I've finished the first book, which was 'Madras on Rainy Days' by Samina Ali. Very well written and I've been reading most of the morning so I haven't got any work done. It's written in the first person by Layla, an Indian Muslim girl who has been brought up in Hyderabad and in Minneapolis, six months of each year in each. I have been to a couple of weddings in India, when relatives have returned home from all over the world for the celebrations. A marriage has been arranged for her in India and in defiance she sleeps with an American boy before submitting. She is overwhelmed by the warm and loving welcome she receives from her husband's family but there's a barrier between her and her husband that she doesn't understand fully until later. The author writes about the underlying discrimination shown to Muslim Indians and their (well-founded) fear when a riot broke out.
I was in Madras myself when there were riots a few years ago; a politician was arrested for corruption and her supporters were bussed in from all around to demonstrate. I was on an organised bus tour of the city that day and so didn't know anything about it, but my Indian friends were very anxious as buses can be targeted.
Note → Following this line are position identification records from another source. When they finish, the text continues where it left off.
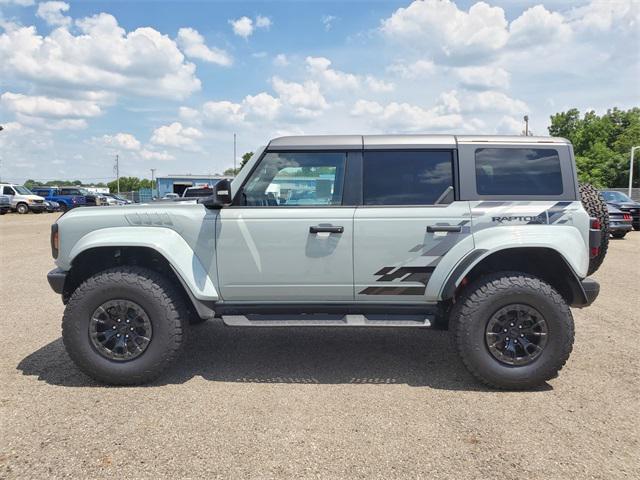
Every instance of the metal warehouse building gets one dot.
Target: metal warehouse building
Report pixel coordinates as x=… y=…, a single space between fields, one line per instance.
x=178 y=183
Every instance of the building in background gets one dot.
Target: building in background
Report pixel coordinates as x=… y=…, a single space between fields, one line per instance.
x=178 y=183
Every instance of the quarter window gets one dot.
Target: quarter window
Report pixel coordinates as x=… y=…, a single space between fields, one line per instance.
x=407 y=177
x=518 y=171
x=296 y=179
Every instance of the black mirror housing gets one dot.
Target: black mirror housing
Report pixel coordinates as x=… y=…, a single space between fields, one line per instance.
x=221 y=195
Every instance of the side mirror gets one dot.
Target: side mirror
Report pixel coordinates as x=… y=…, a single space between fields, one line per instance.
x=221 y=195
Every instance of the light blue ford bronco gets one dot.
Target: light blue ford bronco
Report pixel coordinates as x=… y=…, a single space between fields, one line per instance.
x=483 y=235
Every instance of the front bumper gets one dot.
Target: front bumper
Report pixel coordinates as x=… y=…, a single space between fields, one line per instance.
x=56 y=278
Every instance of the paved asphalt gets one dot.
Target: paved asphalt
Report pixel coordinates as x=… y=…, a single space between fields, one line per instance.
x=312 y=403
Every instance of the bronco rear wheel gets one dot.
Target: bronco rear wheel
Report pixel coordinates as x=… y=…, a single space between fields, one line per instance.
x=596 y=207
x=512 y=330
x=124 y=326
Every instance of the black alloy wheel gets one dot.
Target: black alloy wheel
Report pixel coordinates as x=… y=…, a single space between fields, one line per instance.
x=516 y=334
x=120 y=330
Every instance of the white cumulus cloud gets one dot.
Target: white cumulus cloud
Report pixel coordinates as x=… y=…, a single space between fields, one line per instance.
x=52 y=13
x=176 y=135
x=191 y=42
x=440 y=26
x=101 y=57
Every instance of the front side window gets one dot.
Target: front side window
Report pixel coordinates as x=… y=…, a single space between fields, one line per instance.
x=518 y=171
x=22 y=190
x=613 y=196
x=296 y=179
x=407 y=177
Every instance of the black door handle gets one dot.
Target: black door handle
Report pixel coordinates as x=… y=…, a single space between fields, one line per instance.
x=444 y=228
x=327 y=229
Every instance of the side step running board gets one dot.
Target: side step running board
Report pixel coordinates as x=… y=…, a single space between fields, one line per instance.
x=328 y=320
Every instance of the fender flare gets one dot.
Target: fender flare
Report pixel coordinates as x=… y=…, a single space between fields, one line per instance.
x=166 y=242
x=474 y=258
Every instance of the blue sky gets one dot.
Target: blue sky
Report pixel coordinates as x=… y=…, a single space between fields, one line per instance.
x=165 y=84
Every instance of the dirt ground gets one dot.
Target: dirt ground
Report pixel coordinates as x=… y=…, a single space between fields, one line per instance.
x=312 y=403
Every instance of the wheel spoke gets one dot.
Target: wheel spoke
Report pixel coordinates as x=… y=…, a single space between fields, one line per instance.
x=122 y=340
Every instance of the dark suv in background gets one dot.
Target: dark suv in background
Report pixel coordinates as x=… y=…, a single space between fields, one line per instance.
x=625 y=204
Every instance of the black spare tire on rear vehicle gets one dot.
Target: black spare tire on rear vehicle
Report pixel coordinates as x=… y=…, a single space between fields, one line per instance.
x=596 y=207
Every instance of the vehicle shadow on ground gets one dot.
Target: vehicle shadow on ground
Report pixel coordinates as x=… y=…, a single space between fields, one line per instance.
x=214 y=352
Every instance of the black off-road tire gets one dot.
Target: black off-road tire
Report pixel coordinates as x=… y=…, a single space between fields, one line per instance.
x=596 y=207
x=162 y=303
x=484 y=297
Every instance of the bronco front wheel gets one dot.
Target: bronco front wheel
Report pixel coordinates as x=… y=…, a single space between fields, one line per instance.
x=124 y=326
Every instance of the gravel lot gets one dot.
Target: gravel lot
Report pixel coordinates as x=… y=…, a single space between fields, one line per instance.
x=316 y=403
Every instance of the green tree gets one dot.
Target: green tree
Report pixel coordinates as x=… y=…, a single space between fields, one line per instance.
x=602 y=144
x=130 y=184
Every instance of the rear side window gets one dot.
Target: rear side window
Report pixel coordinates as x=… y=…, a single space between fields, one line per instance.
x=405 y=177
x=518 y=171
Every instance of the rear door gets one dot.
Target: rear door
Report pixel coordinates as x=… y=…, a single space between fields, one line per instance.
x=289 y=235
x=409 y=222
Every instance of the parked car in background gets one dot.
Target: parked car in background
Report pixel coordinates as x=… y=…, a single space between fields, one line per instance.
x=92 y=199
x=197 y=192
x=113 y=199
x=624 y=203
x=22 y=199
x=65 y=202
x=52 y=206
x=619 y=222
x=5 y=204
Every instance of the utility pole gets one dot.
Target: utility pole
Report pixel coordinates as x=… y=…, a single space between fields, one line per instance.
x=118 y=172
x=234 y=154
x=633 y=151
x=153 y=177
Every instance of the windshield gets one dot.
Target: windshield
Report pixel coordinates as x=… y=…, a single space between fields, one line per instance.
x=616 y=197
x=198 y=192
x=22 y=190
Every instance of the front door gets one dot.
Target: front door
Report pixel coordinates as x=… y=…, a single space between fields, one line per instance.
x=288 y=237
x=408 y=223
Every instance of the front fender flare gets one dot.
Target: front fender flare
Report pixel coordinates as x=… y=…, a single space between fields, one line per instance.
x=166 y=242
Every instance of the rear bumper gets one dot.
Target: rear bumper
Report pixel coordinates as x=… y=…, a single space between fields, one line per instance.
x=590 y=289
x=56 y=278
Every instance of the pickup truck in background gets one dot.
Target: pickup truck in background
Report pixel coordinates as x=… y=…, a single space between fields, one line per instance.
x=54 y=194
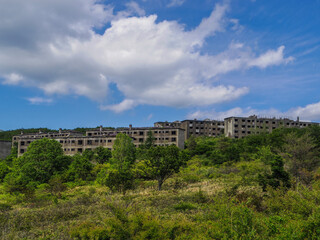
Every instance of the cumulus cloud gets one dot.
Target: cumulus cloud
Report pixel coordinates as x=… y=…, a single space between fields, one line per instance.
x=309 y=112
x=52 y=45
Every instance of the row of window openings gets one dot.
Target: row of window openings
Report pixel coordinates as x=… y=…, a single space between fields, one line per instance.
x=248 y=126
x=219 y=124
x=90 y=142
x=140 y=133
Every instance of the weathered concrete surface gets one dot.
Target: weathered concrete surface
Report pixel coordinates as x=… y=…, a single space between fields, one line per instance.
x=5 y=148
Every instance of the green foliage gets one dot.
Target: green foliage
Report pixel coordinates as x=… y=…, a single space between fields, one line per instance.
x=43 y=159
x=300 y=153
x=118 y=175
x=278 y=177
x=116 y=179
x=164 y=161
x=123 y=150
x=184 y=206
x=4 y=170
x=102 y=155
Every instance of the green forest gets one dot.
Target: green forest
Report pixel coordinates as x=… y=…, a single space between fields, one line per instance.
x=264 y=186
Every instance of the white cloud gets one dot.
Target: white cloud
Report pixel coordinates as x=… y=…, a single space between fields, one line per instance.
x=39 y=100
x=13 y=79
x=52 y=46
x=134 y=7
x=271 y=57
x=309 y=112
x=175 y=3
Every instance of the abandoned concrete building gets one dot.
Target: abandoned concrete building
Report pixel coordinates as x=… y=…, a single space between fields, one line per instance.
x=207 y=127
x=5 y=149
x=239 y=127
x=165 y=133
x=74 y=142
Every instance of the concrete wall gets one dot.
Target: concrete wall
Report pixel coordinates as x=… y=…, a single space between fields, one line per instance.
x=5 y=149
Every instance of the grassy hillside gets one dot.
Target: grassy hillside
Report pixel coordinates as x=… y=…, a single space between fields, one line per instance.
x=215 y=207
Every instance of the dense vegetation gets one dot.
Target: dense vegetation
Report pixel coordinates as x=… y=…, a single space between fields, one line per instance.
x=263 y=186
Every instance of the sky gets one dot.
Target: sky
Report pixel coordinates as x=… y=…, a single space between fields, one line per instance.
x=86 y=63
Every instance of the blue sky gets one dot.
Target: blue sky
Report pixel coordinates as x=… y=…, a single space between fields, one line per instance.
x=84 y=63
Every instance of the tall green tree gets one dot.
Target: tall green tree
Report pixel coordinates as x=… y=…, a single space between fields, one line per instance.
x=43 y=159
x=80 y=168
x=102 y=155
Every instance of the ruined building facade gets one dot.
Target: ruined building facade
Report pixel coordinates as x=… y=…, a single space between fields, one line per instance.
x=239 y=127
x=207 y=127
x=73 y=142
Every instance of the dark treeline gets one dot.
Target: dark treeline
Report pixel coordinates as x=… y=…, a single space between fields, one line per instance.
x=264 y=186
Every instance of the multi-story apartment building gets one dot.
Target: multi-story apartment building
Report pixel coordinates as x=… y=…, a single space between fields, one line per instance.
x=207 y=127
x=162 y=135
x=74 y=142
x=239 y=127
x=5 y=148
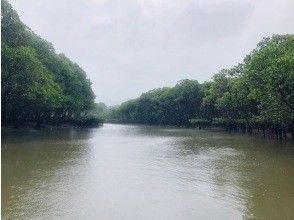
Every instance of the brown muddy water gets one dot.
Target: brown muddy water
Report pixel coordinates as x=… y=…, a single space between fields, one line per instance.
x=145 y=172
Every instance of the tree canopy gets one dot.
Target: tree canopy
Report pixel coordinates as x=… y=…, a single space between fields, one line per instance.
x=38 y=85
x=257 y=93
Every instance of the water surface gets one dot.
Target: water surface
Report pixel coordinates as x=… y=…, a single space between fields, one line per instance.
x=143 y=172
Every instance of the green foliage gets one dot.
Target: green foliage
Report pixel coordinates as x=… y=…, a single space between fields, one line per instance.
x=258 y=93
x=165 y=106
x=38 y=85
x=87 y=121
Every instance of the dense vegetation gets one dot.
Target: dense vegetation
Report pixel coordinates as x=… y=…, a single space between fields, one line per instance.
x=257 y=94
x=39 y=85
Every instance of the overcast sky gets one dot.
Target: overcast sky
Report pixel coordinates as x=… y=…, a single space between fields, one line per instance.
x=131 y=46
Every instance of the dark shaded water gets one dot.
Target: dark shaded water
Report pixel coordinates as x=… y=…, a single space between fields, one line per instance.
x=140 y=172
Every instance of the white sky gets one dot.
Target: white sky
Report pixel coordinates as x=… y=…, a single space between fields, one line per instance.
x=131 y=46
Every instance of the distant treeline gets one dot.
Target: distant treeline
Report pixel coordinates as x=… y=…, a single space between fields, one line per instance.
x=257 y=94
x=39 y=85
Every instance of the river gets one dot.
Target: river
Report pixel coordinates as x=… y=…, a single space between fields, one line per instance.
x=145 y=172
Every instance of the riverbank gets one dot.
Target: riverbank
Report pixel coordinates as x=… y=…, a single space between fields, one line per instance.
x=255 y=132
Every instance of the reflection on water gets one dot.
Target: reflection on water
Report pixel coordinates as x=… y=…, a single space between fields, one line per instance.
x=144 y=172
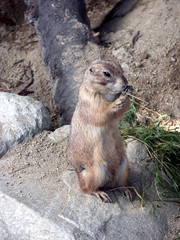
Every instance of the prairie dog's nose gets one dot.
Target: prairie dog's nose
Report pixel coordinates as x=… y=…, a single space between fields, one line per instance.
x=124 y=80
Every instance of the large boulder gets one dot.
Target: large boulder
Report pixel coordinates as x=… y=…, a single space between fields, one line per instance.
x=20 y=119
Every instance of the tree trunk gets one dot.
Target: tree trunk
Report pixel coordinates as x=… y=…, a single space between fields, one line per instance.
x=64 y=31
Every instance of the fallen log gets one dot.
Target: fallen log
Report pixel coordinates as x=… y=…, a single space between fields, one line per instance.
x=65 y=35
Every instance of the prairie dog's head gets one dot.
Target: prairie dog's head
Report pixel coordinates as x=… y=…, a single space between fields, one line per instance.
x=106 y=79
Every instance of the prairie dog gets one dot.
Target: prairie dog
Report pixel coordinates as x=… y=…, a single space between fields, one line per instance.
x=95 y=147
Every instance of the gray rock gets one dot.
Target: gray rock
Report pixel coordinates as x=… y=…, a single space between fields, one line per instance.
x=118 y=220
x=20 y=119
x=136 y=151
x=22 y=223
x=60 y=134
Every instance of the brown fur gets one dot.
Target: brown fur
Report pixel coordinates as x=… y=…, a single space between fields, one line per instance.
x=95 y=146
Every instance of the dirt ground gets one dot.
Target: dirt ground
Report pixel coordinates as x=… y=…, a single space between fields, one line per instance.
x=153 y=69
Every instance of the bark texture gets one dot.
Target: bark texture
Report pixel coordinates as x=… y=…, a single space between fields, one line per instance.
x=64 y=31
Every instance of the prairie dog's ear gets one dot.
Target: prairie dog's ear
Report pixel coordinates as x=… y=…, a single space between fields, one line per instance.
x=91 y=71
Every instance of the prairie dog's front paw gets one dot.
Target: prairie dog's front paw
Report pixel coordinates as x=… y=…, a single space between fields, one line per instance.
x=128 y=89
x=120 y=102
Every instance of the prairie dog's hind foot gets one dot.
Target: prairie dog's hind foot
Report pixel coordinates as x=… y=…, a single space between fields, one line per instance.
x=127 y=193
x=102 y=195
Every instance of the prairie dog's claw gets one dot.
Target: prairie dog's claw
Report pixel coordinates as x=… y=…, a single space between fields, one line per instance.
x=102 y=195
x=128 y=89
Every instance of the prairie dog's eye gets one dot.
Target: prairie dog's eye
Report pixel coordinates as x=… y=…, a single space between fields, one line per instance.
x=106 y=74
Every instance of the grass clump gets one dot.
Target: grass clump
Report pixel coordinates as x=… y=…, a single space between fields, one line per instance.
x=163 y=147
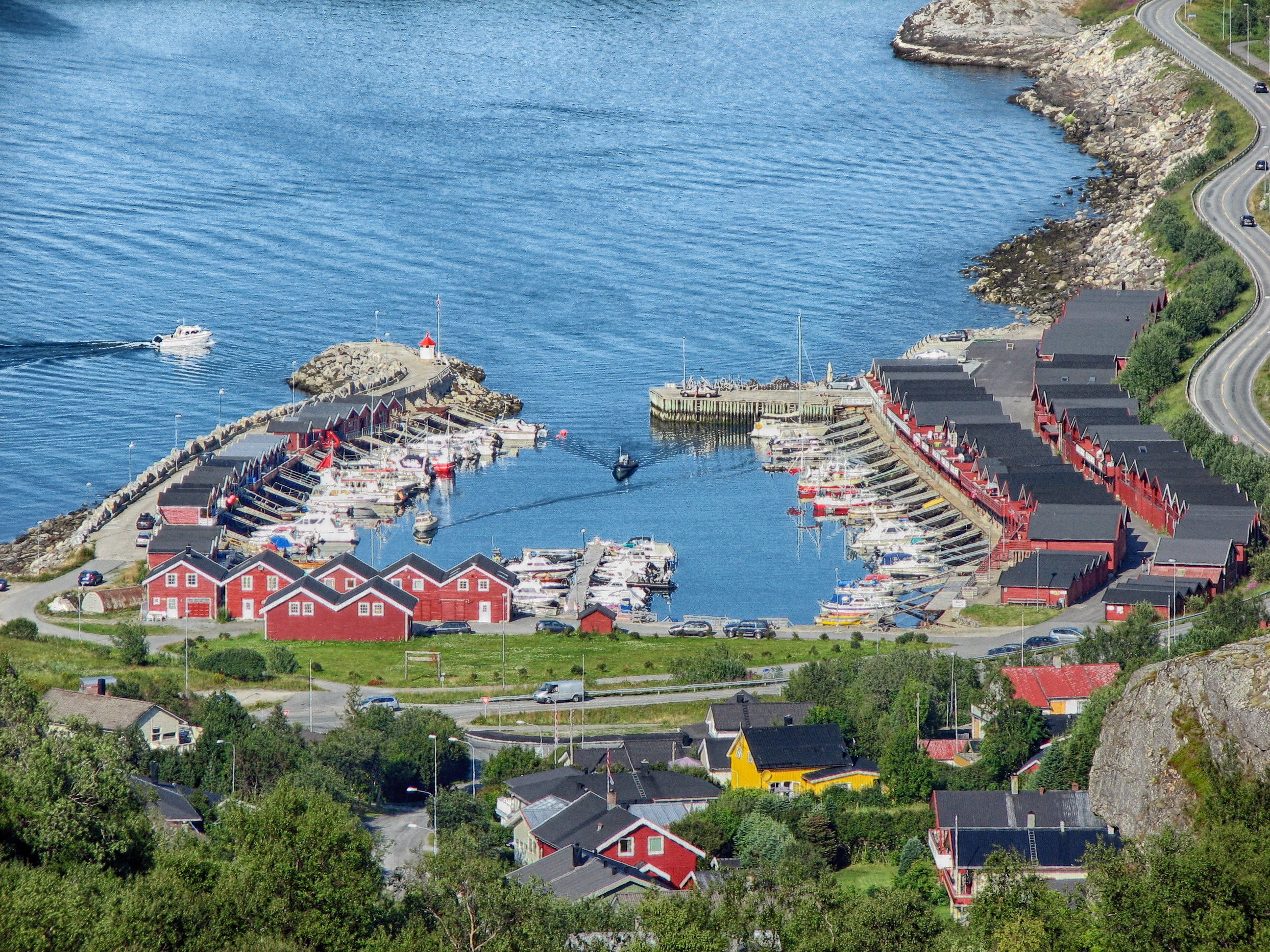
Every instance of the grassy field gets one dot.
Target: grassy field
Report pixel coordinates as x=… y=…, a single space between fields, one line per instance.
x=60 y=663
x=534 y=658
x=672 y=714
x=1006 y=616
x=861 y=876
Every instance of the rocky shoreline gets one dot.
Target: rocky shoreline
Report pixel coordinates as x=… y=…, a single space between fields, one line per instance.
x=1121 y=101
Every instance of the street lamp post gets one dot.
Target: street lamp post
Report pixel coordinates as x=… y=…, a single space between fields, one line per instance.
x=233 y=766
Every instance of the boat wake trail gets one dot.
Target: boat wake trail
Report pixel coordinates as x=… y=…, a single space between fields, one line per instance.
x=33 y=352
x=723 y=474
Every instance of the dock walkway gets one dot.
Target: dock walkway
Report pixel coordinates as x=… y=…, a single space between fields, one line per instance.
x=577 y=599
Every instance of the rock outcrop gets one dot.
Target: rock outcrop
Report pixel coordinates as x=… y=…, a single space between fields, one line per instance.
x=1119 y=97
x=1172 y=715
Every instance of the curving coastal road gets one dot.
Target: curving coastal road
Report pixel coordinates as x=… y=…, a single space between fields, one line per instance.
x=1222 y=385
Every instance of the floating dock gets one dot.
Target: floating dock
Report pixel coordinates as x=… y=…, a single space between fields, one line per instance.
x=675 y=404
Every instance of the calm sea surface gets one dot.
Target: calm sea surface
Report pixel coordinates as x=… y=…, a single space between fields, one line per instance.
x=584 y=185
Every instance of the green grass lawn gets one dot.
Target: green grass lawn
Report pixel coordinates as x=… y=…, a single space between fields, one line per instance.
x=1006 y=616
x=861 y=876
x=533 y=658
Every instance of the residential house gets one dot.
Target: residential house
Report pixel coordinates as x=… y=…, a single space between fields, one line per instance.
x=797 y=758
x=250 y=582
x=187 y=586
x=312 y=611
x=1050 y=829
x=159 y=726
x=600 y=826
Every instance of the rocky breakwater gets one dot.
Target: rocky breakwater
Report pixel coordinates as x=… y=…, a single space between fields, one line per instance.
x=1172 y=719
x=348 y=368
x=1116 y=95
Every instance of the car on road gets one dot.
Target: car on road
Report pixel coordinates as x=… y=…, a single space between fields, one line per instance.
x=449 y=629
x=553 y=625
x=557 y=692
x=696 y=629
x=1003 y=650
x=748 y=629
x=380 y=701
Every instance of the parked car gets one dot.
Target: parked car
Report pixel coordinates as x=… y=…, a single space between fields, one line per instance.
x=556 y=692
x=748 y=629
x=1003 y=650
x=699 y=629
x=380 y=701
x=449 y=629
x=553 y=625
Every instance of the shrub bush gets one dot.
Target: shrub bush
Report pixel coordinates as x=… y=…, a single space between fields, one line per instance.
x=241 y=663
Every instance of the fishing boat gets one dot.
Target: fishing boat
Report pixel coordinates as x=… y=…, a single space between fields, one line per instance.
x=185 y=335
x=625 y=466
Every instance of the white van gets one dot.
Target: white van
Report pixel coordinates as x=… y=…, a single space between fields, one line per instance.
x=559 y=691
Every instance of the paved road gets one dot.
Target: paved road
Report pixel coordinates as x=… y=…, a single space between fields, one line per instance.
x=407 y=834
x=1222 y=386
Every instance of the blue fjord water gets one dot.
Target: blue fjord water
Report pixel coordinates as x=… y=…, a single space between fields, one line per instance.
x=582 y=183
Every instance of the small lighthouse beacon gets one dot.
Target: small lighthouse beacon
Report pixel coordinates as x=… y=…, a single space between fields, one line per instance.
x=427 y=348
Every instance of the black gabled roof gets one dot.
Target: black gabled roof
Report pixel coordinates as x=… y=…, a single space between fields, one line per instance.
x=1076 y=524
x=488 y=565
x=1217 y=522
x=419 y=564
x=195 y=560
x=1057 y=571
x=802 y=745
x=1053 y=848
x=346 y=560
x=587 y=823
x=269 y=559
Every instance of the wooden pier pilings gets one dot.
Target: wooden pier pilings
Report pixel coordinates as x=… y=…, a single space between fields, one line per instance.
x=817 y=404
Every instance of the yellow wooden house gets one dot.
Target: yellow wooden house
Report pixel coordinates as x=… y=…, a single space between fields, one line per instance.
x=797 y=760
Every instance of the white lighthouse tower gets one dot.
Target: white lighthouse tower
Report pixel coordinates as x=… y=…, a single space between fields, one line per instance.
x=427 y=348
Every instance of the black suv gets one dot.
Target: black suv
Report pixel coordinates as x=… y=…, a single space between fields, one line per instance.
x=750 y=629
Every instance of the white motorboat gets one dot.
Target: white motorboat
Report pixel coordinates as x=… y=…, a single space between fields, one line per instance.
x=185 y=335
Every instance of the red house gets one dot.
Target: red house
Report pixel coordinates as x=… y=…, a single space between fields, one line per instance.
x=188 y=586
x=612 y=832
x=422 y=579
x=310 y=611
x=597 y=620
x=344 y=573
x=248 y=584
x=478 y=589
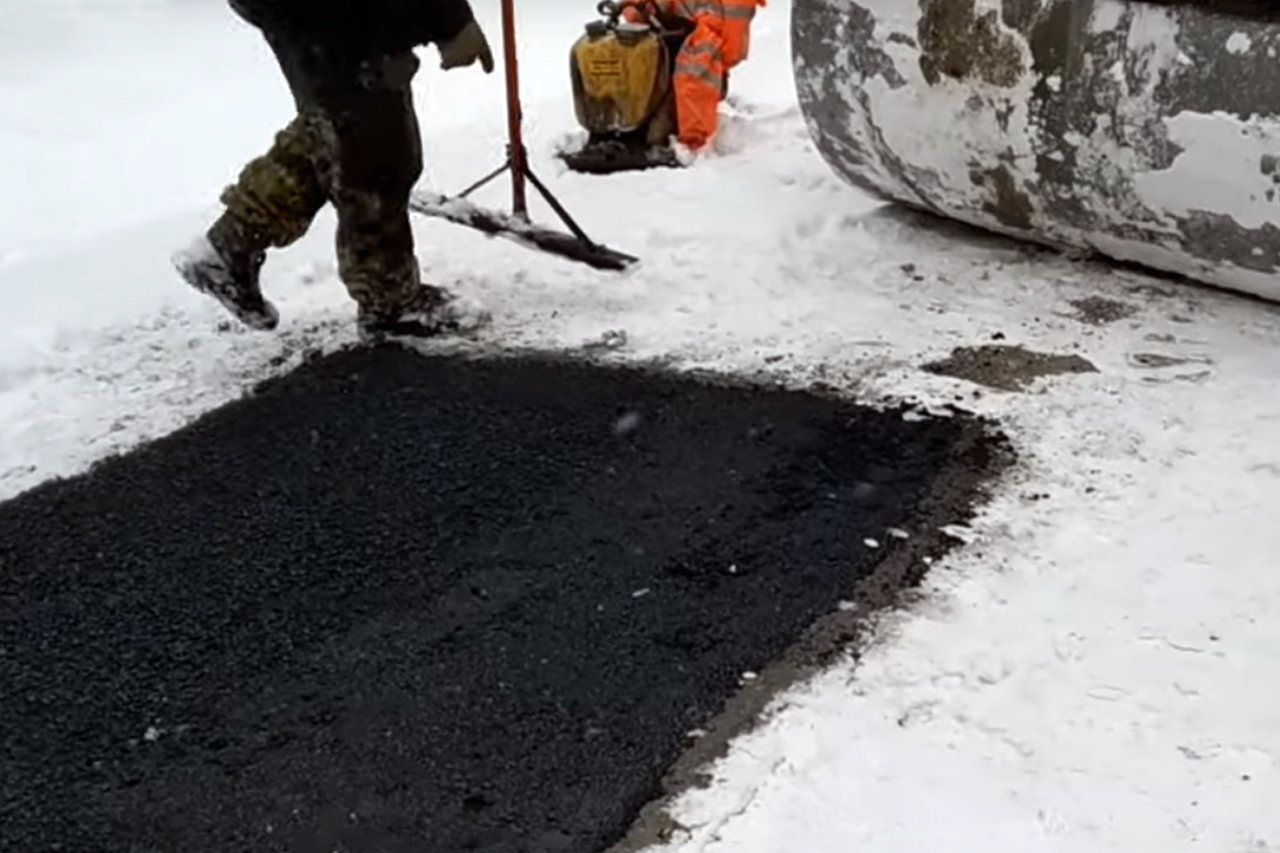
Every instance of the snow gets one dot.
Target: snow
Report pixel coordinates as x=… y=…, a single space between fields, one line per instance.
x=1093 y=670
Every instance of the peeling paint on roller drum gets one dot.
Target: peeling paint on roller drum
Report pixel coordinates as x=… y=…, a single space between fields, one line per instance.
x=1143 y=129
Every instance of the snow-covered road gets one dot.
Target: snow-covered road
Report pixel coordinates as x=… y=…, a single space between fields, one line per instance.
x=1096 y=670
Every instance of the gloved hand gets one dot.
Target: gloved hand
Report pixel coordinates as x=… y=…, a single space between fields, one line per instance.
x=466 y=48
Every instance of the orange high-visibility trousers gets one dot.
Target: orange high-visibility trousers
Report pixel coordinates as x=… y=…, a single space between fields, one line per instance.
x=721 y=40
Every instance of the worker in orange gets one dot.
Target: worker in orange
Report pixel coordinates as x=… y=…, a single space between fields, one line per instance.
x=721 y=39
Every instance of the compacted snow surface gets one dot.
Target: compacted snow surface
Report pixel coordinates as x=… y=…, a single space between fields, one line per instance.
x=1093 y=670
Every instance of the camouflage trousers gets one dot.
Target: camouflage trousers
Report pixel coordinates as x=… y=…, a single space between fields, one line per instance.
x=362 y=154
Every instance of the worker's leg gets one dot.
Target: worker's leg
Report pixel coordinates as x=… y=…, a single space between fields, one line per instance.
x=736 y=30
x=272 y=204
x=699 y=81
x=277 y=195
x=374 y=158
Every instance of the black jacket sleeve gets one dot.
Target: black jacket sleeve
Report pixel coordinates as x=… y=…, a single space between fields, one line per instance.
x=440 y=19
x=364 y=24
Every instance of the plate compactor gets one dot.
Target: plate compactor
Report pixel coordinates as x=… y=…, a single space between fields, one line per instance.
x=622 y=69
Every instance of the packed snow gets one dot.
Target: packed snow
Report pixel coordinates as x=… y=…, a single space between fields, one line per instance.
x=1093 y=670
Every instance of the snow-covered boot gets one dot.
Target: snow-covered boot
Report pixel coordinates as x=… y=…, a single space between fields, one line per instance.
x=225 y=264
x=432 y=311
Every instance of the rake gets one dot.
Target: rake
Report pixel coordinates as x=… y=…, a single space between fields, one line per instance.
x=517 y=226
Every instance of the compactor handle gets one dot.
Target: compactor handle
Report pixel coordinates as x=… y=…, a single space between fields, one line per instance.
x=615 y=9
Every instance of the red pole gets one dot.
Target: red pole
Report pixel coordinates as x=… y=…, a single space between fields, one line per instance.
x=515 y=137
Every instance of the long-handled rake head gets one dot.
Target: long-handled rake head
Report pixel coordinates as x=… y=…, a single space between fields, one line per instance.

In fact one was, students returning from the local agricultural college were stopped and ordered off the bus before the demonstrators set it on fire. But they didn't wait and two girls were trapped and died.
It must be an odd feeling to belong to two countries and yet entirely to neither. Layla says that she is called American in India and Indian in the US, and I can see that happening to an extent because she comes and goes for several months at a time. But surely this effect lessens as time goes by and we all become more cosmopolitan? I don't know how old the author is, but her experiences of even a few years ago might not be so true now.
Just watching the weather forecast. It looks as if the snow I wanted a few weeks ago is on the way. I think I'll go shopping, just in case we can't get down our drive in a day or two. It'll certainly be cold, so I'll have to make excuses to stay in the kitchen and cook big vats of soup and keep warm that way.